XML and Library data
If XML had been available in 1965 when Henriette Avram was developing the MARC format it would have been a logical choice for that data. The task that Avram faced was to create a machine-readable version of the data on the catalog card that would allow cards to be printed that looked exactly like the cards that were created prior to MARC. It was a classic document mark-up situation. Had that been the case our records could very well have evolved in a way that is different to what we have today, because XML would not have had the need to separate fixed field data from variable field data, and expansion of some data areas might have been easier. But saying that XML would have been a good format in 1965 does not mean that it would be a good format in 2011.
For the future library data format, I can imagine that it will, at times, be conveyed over the internet in XML. If it can ONLY be conveyed in XML we will have created a problem for ourselves. Our data should be independent of any particular serialization and be designed so that it is not necessary to have any particular combination or nesting of elements in order to make use of the data. Applications that use the data can of course combine and structure the elements however they wish, but for our data to be usable in a variety of applications we need to keep the "pre-coordination" of elements to a minimum.

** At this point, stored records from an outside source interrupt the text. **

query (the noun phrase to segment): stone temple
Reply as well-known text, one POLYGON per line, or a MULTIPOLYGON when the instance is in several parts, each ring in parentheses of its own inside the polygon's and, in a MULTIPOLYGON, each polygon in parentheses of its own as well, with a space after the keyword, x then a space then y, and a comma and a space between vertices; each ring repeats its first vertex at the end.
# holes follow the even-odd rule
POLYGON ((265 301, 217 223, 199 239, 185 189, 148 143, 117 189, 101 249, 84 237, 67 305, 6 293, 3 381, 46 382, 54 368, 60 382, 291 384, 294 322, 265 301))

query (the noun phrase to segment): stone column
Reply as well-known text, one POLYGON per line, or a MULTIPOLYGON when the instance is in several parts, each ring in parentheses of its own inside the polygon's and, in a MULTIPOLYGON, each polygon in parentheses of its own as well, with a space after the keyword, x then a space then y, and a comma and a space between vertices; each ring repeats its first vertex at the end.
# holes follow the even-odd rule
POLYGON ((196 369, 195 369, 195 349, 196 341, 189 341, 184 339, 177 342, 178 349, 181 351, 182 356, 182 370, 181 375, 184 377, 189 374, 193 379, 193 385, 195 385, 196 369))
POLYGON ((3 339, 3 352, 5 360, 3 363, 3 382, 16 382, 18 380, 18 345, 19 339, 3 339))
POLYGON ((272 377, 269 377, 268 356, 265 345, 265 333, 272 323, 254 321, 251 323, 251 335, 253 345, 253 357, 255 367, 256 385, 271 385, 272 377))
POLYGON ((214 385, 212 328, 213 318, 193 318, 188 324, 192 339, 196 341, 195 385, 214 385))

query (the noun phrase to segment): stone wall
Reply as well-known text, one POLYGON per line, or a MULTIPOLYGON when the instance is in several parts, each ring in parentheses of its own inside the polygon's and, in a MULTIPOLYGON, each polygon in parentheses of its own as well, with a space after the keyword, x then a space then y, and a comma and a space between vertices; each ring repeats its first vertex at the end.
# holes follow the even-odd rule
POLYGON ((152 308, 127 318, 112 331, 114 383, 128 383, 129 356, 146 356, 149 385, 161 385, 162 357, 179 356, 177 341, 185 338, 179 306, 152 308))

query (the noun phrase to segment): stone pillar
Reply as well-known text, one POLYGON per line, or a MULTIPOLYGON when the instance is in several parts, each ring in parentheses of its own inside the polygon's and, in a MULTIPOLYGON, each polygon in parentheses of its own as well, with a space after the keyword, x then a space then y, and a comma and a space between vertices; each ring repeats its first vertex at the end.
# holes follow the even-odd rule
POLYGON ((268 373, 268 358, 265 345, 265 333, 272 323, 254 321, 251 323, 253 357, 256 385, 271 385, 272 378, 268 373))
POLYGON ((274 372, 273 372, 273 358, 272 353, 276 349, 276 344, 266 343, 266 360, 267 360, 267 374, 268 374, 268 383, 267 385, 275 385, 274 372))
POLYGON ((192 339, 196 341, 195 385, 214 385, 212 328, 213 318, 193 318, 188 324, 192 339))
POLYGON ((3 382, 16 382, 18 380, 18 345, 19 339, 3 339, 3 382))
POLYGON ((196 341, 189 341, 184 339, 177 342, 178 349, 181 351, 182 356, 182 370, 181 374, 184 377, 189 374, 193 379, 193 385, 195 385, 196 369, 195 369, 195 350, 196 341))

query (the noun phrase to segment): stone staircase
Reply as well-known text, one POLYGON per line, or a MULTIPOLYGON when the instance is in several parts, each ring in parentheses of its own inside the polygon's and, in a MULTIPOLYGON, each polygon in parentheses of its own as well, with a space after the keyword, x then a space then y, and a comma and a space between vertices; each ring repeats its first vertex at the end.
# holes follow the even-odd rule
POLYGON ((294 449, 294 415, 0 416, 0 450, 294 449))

* For example, there is an XML serialization (essentially a record format) of RDF that is frequently used to exchange linked data, although other serializations are also often available. It is used primarily because there is a wide range of software tools available for making use of XML data in applications, and there are many fewer tools available for the more "native" RDF expressions such as triples or turtle. It encapsulates RDF data in a record format and I suspect that using XML for this data will turn out to be a transitional phase as we move from record-based data structures to graph-based ones.
3 comments:
By and large I agree with this, and I certainly agree with the conclusion, but XML is just a tiny bit more flexible than you're giving it credit for.

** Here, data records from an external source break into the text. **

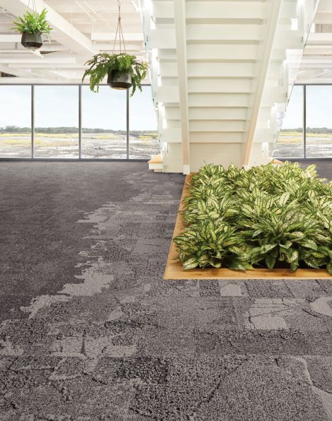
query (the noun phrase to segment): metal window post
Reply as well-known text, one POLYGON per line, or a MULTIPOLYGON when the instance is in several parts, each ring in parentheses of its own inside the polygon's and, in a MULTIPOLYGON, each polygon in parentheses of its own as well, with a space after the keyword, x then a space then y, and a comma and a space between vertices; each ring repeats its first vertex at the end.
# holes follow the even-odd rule
POLYGON ((129 90, 126 90, 126 159, 129 159, 129 90))
POLYGON ((31 85, 31 158, 35 157, 35 85, 31 85))
POLYGON ((78 85, 78 159, 82 158, 82 85, 78 85))
POLYGON ((303 85, 303 158, 307 158, 307 85, 303 85))

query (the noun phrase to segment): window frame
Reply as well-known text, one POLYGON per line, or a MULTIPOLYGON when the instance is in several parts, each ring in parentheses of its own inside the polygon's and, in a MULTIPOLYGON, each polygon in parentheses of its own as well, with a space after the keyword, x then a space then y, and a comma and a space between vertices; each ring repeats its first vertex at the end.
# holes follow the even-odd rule
POLYGON ((291 161, 291 162, 312 162, 312 161, 332 161, 331 157, 326 158, 307 158, 307 86, 332 86, 332 83, 295 83, 295 86, 302 87, 302 126, 303 126, 303 158, 279 158, 278 156, 273 157, 280 161, 291 161))
MULTIPOLYGON (((102 83, 102 85, 107 86, 106 83, 102 83)), ((88 86, 85 83, 0 83, 0 90, 1 85, 4 86, 30 86, 31 87, 31 156, 30 158, 11 158, 2 157, 0 155, 0 161, 57 161, 57 162, 71 162, 71 161, 116 161, 116 162, 148 162, 150 158, 131 158, 129 157, 129 129, 130 129, 130 113, 129 113, 129 90, 127 89, 126 92, 126 154, 124 158, 82 158, 82 86, 88 86), (35 158, 34 156, 35 152, 35 86, 78 86, 78 155, 77 158, 35 158)), ((142 86, 151 86, 150 83, 142 84, 142 86)), ((111 88, 109 88, 111 89, 111 88)), ((156 117, 157 118, 157 117, 156 117)))

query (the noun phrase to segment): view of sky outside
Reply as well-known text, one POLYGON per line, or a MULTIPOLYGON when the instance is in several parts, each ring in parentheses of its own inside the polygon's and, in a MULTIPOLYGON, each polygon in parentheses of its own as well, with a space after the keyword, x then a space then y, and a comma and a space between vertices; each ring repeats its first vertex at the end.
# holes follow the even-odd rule
MULTIPOLYGON (((0 89, 1 97, 6 98, 0 104, 0 127, 30 126, 30 86, 2 85, 0 89)), ((36 86, 36 126, 77 126, 78 89, 77 86, 36 86)), ((126 130, 126 111, 122 107, 126 101, 124 90, 102 86, 99 93, 94 93, 88 86, 83 86, 83 96, 84 127, 110 129, 110 124, 115 124, 117 127, 113 129, 126 130)), ((130 99, 130 107, 136 111, 131 114, 131 130, 157 129, 150 86, 144 86, 143 93, 136 93, 130 99)))
POLYGON ((78 86, 35 86, 36 127, 78 127, 78 86))
POLYGON ((303 86, 294 86, 273 156, 332 157, 332 86, 309 85, 306 87, 305 150, 303 96, 303 86))
MULTIPOLYGON (((78 158, 78 85, 35 86, 35 158, 78 158)), ((31 87, 0 86, 0 156, 30 158, 32 151, 31 87)), ((157 117, 151 88, 129 100, 127 148, 126 93, 82 87, 81 156, 150 158, 159 153, 157 117), (127 150, 128 149, 128 150, 127 150)))
MULTIPOLYGON (((302 126, 300 112, 302 86, 295 86, 283 124, 283 129, 302 126)), ((307 126, 332 129, 332 86, 307 86, 307 126)))
POLYGON ((30 86, 0 86, 0 127, 30 126, 30 86))

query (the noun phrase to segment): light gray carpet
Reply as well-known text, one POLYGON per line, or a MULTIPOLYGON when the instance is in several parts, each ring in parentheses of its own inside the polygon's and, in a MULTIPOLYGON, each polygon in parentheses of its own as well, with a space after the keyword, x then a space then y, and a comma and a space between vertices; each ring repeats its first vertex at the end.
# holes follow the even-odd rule
POLYGON ((1 421, 332 420, 332 282, 162 280, 183 182, 0 163, 1 421))

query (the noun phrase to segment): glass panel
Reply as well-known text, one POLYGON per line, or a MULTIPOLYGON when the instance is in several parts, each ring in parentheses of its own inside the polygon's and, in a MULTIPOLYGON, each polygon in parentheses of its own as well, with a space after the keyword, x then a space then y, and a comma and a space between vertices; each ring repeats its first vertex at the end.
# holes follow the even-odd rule
POLYGON ((78 158, 78 86, 35 87, 35 158, 78 158))
POLYGON ((126 158, 126 92, 82 86, 82 158, 126 158))
POLYGON ((31 158, 31 86, 0 86, 0 156, 31 158))
POLYGON ((303 86, 294 86, 273 152, 275 158, 303 158, 303 86))
POLYGON ((332 157, 332 86, 307 86, 307 158, 332 157))
POLYGON ((130 98, 129 113, 129 158, 150 159, 160 153, 150 86, 142 86, 130 98))

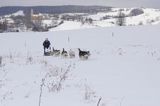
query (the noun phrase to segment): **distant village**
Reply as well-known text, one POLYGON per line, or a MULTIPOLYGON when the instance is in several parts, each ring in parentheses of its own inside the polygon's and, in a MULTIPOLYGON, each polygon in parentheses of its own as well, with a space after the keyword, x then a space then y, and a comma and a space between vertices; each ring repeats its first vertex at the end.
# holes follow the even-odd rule
POLYGON ((67 21, 78 21, 82 24, 92 23, 91 18, 84 18, 85 14, 41 14, 33 9, 18 11, 13 14, 0 16, 0 32, 48 31, 67 21))

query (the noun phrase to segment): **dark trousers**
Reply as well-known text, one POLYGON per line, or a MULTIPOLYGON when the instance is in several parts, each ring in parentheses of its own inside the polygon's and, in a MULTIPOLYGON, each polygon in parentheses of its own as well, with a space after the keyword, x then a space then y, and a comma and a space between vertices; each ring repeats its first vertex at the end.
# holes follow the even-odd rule
POLYGON ((47 47, 44 47, 44 54, 46 53, 46 49, 51 49, 49 46, 47 46, 47 47))

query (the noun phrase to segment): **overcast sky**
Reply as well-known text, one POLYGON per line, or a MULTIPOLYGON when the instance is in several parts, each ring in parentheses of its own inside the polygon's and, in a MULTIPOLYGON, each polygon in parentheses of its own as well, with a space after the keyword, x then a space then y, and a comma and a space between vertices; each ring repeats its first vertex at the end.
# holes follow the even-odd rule
POLYGON ((0 6, 105 5, 160 8, 160 0, 0 0, 0 6))

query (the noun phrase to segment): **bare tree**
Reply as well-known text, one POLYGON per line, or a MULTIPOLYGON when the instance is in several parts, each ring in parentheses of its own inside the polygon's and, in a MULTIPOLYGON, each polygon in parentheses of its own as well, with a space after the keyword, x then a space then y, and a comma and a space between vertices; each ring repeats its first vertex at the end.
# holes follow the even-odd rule
POLYGON ((119 10, 117 20, 116 20, 117 25, 124 26, 125 22, 126 22, 125 14, 122 12, 122 10, 119 10))

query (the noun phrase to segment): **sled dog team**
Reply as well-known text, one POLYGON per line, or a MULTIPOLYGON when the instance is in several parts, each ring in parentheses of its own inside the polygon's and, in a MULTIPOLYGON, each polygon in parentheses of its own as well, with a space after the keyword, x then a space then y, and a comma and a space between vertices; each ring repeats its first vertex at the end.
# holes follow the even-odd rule
MULTIPOLYGON (((64 48, 63 50, 57 50, 54 47, 50 47, 50 41, 48 40, 48 38, 45 39, 45 41, 43 42, 43 47, 44 47, 44 55, 45 56, 63 56, 63 57, 70 57, 70 58, 74 58, 76 56, 75 52, 73 50, 69 50, 66 51, 64 48), (49 49, 49 51, 46 51, 46 49, 49 49)), ((88 57, 90 56, 90 52, 89 51, 82 51, 80 48, 78 48, 78 52, 79 52, 79 58, 80 59, 88 59, 88 57)))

Given the zipcode problem, I'd encode it once, give it an xml:id (or other id) attribute, and have any other element point.
Dorothea, I agree. As I said, some things had to be simplified for the blog post. There are ways to get around many of the limitations, and if you have your data well-defined those "sticky points" will become evident. The danger is in fitting your data to XML, rather than XML to your data.
I think the last part of this post cannot be overstated. People tend to think conceptually about bibliographic data in terms of MARC, turning a particular serialization into a mental model. It would be a gross error to define a schema by its output markup rather than its structure.
XML might be one way that some subset of library developers would want to send/receive next-generation bibliographic data, but I'd contend that JSON is becoming more important/standard from the client, server, and even database level.